Certain aspects of going up and down stairs deserve special mention since they pose specific problems for patients with arthritis and with total knee replacements. Ascending stairs is always easier than descending for several reasons. The actual degree of knee flexion required to ascend stairs is determined not only by the height of the step, but also by the height of the patient (Fig. 3.19). For the standard 7" step approximately 65° of flexion will be required. This is no more flexion than required for normal walking. However, the 70° of flexion in walking occurs during the unloaded swing phase, whereas the leg is loaded in stair climbing. The patellofemoral joint reaction force in level walking approximates one-half body weight, whereas in stair climbing it rises to approximately 3.8 times body weight (5). This comes about because the body weight is acting through a long lever arm (Fig. 3.19). In stair climbing this lever arm can be reduced by leaning forward. Also, in stair climbing the tibia is maintained relatively vertical, which diminishes the anterior subluxation potential of the femur on the tibia.

Descending steps imposes a completely different set of circumstances. To descend the standard step which requires 65° of flexion to ascend, 85° of flexion is required (Fig. 3.20). In addition, the tibia is steeply inclined toward the horizontal, bringing the tibial plateaus into an oblique orientation. The force of body weight will now tend to sublux the femur anteriorly. This anterior subluxation potential will be resisted by the patellofemoral joint reaction force, and the tension which develops in the posterior cruciate ligament. In the absence of a posterior cruciate ligament, only the collateral ligaments are available to assist the patellofemoral joint reaction force in providing anterior-posterior stability. The collaterals are not well oriented to provide this assistance, and in total knee replacement would require perfect balancing to be of any usefulness. The worst set of circumstances arises in the patient with an unreplaced and/or painful patellofemoral joint and an absent posterior cruciate ligament. Also the post-patellectomy patient will suffer from diminished anterior posterior dynamic stability. In addition, the useful adjunctive technique of leaning forward to reduce the flexer lever arm is difficult to apply when ascending stairs.

Many patients with arthritis will report difficulty descending stairs normally.
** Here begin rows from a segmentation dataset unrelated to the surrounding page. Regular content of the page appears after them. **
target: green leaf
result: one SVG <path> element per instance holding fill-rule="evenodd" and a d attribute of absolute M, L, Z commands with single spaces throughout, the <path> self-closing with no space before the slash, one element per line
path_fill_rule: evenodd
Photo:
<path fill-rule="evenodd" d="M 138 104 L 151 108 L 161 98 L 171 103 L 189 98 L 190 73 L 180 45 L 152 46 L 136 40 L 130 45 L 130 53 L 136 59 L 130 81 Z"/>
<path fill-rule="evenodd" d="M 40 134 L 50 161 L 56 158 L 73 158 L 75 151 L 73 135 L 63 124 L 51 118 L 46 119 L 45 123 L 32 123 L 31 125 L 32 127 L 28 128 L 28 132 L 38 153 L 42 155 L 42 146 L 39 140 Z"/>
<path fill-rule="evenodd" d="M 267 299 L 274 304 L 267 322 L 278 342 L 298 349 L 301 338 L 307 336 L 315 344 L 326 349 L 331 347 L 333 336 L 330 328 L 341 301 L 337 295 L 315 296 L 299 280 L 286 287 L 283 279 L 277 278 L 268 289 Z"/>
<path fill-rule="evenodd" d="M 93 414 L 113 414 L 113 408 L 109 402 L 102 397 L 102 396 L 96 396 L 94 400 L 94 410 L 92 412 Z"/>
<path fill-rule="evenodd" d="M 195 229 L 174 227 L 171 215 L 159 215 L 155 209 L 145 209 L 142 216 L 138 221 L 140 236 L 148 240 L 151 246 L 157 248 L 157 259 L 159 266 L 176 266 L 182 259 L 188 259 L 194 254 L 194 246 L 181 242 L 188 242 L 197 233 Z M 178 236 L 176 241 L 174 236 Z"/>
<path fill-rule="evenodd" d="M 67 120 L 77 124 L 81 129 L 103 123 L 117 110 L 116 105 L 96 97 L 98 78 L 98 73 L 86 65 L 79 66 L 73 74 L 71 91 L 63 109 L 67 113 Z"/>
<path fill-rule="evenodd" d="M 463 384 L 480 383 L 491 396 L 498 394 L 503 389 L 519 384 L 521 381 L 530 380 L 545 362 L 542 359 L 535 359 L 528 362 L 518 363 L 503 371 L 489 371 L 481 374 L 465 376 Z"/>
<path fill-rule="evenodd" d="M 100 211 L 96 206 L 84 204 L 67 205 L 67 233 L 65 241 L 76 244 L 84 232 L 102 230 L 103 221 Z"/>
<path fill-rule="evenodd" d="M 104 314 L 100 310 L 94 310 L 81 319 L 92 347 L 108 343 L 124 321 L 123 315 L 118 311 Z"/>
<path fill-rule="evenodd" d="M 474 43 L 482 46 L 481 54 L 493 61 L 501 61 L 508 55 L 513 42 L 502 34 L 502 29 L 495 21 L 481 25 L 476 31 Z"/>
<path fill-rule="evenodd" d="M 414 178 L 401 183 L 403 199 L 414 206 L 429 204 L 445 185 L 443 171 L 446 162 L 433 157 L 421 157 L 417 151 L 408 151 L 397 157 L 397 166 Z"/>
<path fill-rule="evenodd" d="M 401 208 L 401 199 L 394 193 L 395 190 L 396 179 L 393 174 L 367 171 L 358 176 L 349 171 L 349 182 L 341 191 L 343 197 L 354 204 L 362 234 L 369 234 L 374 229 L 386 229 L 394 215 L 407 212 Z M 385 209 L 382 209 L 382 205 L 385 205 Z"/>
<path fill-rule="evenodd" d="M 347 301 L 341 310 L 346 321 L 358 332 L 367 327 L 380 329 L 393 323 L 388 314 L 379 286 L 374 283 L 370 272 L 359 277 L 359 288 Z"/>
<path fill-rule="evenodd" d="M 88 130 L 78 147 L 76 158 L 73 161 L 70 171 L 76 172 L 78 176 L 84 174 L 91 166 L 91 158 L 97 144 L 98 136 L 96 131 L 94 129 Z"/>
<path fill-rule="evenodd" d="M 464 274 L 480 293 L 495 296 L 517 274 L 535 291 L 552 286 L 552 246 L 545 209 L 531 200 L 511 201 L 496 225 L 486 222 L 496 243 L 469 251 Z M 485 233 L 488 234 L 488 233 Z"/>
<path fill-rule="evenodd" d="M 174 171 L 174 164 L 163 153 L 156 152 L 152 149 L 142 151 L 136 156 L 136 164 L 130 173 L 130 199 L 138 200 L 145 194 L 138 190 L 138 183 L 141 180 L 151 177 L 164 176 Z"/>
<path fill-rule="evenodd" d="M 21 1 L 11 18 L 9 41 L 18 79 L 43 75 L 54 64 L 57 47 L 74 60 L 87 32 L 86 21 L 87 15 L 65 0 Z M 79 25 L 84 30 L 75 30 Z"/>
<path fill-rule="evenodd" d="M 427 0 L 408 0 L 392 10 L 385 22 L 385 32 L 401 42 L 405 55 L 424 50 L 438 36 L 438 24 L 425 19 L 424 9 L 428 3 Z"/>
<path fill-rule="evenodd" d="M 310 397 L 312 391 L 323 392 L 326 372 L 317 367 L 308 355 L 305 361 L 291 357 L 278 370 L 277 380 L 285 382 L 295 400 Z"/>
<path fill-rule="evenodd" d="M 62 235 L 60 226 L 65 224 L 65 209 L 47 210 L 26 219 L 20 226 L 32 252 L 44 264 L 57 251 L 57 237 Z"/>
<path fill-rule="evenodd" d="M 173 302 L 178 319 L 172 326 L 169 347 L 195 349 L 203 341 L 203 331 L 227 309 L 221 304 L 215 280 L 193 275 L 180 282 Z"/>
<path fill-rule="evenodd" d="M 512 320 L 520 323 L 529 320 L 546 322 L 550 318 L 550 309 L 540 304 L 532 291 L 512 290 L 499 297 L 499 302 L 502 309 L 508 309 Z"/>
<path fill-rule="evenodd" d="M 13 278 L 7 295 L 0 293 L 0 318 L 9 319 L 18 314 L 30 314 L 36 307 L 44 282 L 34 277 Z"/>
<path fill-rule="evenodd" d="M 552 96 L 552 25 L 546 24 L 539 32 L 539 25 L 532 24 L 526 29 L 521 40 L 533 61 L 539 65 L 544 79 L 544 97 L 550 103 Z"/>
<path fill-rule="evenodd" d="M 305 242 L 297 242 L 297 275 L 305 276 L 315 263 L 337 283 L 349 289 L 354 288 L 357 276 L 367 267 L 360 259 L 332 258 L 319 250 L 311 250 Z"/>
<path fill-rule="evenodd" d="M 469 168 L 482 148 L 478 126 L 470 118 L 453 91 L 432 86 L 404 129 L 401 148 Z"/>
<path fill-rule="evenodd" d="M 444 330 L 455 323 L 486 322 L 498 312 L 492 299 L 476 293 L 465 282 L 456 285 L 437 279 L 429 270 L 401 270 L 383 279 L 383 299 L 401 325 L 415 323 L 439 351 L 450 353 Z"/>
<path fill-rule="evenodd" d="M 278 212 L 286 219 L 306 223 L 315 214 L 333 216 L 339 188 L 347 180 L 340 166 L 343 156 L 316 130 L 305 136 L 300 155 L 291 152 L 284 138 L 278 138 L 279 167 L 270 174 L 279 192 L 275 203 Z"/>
For some, this will also be true after total knee replacement. A simple remedy is to have them descend either sideways or backward, which is biomechanically the equivalent of ascending the stairs with its decreased mechanical and range of motion demands.


| SUMMARY |

The various aspects of biomechanics of the knee which are of direct importance in total knee arthroplasty have been reviewed. Through new work, rotatory stability has been analyzed and quantified. The importance of rotational freedom and stability to normal knee function has been emphasized. Analysis of the static forces crossing the knee in single leg stance demonstrate the importance of proper alignment as well as the role of the lateral stabilizers. Finally, analysis of gait in level walking and stair climbing demonstrates the importance of the complicated phasic activity of the lower extremity muscles in providing stable, active knee function. Awareness of these factors will assist orthopaedic surgeons performing total knee arthroplasty in identifying and avoiding certain pitfalls in the rehabilitation of their patients.


References

  1. Hsieh HH, Walker PS: Stabilizing mechanisms of the loaded and unloaded knee joint. J Bone Joint Surg 58A:87, 1976.
  2. Inman VT, Rolston HJ, Todd F: Human Walking. Baltimore, Williams & Wilkins, 1981.
  3. Kapandji IA: The Physiology of the Joints, Vol.11. New York, Churchill Livingstone, 1970.
  4. Maquet PGJ: Biomechanics of the Knee. Heidelberg, Springer-Verlag, 1976.
  5. Reilly DT, Martens Mt Experimental analysis of quadriceps muscle force and patello-femoral joint reaction force for various activities. Acta Orthop Scanal, 43:126,1972.
  6. Saunders JB, Inman VT, Everhart HD: The major determinants in normal and pathological gait. J Bone Joint Surg 35A:543, 1953.